He waited for Vince Collier’s mother’s name to come up on the credits. Marjorie Collier, played by Matilda Squires. ‘See, I was right,’ he said to the dog. Ten-take Tilly . The dog sneezed suddenly, three times in a row, little chew-chew-chew sounds that Jackson found oddly (and inexplicably) touching.

He turned the television off and went back to his old friend Google, typing the name ‘Marilyn Nettles’ into the phone. All he ever did was search for women. He was about to give up when he found something on a site ‘dedicated to Yorkshire writers’. Marilyn Nettles writes under the pen name of Stephanie Dawson. Nettles is a former crime reporter with the Yorkshire Post a nd lives in the historic town of Whitby . Jackson celebrated with a cup of tea from the hospitality tray. Since this morning everything had been replenished by the chambermaid and he broke open another packet of biscuits and rationed them out between himself and the dog.

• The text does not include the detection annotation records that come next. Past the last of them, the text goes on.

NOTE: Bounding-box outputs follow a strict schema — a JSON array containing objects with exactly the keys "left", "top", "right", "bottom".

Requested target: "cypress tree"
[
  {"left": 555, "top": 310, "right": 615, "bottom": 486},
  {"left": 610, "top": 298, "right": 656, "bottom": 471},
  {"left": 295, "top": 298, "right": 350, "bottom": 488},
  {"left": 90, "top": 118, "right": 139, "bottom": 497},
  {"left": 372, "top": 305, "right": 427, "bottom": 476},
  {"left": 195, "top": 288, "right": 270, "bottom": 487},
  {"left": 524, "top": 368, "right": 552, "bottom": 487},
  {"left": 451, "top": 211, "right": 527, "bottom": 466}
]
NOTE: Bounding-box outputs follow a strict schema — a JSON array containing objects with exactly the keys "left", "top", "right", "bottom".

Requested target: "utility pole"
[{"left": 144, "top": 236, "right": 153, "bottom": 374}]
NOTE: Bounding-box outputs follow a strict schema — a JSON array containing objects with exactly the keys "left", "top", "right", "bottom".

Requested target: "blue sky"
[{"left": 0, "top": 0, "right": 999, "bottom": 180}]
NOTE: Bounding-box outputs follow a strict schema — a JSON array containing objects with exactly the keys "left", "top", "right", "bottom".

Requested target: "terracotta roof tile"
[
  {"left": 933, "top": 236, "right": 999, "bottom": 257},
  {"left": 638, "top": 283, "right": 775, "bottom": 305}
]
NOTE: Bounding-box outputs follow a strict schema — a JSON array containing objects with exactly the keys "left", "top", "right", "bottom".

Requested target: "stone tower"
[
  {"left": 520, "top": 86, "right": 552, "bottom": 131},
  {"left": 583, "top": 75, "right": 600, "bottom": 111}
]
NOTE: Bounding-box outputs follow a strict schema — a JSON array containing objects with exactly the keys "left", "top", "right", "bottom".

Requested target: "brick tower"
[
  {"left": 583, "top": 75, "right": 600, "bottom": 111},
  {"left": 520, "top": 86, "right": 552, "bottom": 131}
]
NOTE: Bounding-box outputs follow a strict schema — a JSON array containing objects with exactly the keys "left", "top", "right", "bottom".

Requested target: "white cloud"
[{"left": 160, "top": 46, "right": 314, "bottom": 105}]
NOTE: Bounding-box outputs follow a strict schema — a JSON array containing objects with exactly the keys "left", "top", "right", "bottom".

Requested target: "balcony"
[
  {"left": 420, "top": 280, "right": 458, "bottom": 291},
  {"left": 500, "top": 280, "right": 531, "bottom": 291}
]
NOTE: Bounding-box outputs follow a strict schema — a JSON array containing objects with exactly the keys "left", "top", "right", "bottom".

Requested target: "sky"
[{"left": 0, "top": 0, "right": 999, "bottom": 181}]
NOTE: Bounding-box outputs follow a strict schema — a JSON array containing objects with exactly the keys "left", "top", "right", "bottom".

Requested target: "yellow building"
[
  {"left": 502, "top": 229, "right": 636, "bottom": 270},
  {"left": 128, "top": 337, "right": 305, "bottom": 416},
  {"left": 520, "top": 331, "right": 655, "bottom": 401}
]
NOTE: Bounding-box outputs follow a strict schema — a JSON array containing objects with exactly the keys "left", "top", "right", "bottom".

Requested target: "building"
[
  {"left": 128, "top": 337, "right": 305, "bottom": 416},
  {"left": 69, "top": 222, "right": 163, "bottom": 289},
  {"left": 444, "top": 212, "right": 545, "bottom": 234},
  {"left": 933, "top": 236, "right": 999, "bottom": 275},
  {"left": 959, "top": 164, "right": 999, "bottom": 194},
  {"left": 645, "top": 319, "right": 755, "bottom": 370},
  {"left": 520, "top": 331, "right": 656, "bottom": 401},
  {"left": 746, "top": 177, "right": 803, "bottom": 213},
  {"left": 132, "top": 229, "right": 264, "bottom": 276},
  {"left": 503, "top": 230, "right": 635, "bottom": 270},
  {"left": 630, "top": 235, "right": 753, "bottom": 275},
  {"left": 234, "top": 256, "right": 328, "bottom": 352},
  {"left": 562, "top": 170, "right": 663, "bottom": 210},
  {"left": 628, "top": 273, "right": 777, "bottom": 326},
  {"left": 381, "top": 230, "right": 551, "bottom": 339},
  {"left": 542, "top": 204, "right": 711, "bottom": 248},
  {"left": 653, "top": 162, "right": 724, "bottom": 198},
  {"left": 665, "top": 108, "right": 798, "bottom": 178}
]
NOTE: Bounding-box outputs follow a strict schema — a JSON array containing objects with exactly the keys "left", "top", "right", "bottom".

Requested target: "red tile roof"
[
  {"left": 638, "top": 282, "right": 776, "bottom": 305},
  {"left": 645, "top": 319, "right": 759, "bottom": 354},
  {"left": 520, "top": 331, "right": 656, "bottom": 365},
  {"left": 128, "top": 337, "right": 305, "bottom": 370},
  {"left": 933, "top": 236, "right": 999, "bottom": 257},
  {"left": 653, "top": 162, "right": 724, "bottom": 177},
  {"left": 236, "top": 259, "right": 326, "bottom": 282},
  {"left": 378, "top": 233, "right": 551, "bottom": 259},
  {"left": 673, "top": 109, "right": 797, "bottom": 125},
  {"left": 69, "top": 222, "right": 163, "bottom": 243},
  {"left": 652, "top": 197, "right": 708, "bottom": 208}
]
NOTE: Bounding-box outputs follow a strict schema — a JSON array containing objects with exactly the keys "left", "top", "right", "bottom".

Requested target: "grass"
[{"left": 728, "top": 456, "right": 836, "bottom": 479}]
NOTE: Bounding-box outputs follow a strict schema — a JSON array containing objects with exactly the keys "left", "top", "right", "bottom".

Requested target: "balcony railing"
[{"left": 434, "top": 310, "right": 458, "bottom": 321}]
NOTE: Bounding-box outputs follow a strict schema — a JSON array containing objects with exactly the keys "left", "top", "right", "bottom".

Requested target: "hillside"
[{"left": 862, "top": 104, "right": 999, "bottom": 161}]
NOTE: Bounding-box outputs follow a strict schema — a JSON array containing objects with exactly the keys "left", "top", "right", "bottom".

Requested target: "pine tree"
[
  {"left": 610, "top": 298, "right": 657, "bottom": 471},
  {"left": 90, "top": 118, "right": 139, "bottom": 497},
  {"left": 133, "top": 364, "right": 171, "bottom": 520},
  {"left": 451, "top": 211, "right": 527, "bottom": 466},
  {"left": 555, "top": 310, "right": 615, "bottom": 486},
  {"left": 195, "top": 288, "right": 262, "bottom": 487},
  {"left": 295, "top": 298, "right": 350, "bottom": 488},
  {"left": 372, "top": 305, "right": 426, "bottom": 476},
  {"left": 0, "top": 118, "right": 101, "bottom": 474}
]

‘We’re in luck,’ he said to the dog, tossing it a custard cream. ‘Marilyn Nettles, here I come.’

He was just thinking about taking the dog out for his last walk of the day and then turning in early when there was a knock at the door. The dog’s ears went on to high alert. ‘Room service,’ a voice said loudly from the other side of the door.

‘I haven’t ordered anything on room service,’ Jackson said to the dog. He might perhaps have recalled several scenes in films he had watched over the years where a waiter pushes a trolley, cloaked in white linen, into the room, a trolley which turns out to be hiding in its innards anything from a machine-gun to a voluptuous blonde. But Jackson didn’t recall any of this, so he opened the door.

‘Jesus,’ he said when he saw what was on the trolley.

‘For me? You shouldn’t have.’

The trolley was laden with a silver ice-bucket containing a bottle of Bollinger that was sweating attractively with cold. It all seemed very upmarket for a Best Western. The trolley was in the room before Jackson had the chance to point out the unlikelihood of it being for him. Perhaps a woman was trying to woo him. Not any of the women he’d encountered recently, that was for sure. The waiter – thinning grey hair, crumpled grey skin – looked more like an old fashioned, mild-mannered serial killer than your usual room-service staff. He spotted the dog on the bed and began to make a tremendous fuss of it. ‘Had one of these myself when I was a lad,’ he grinned at Jackson. ‘Border terrier. Brilliant little dogs. Cheeky little chappies.’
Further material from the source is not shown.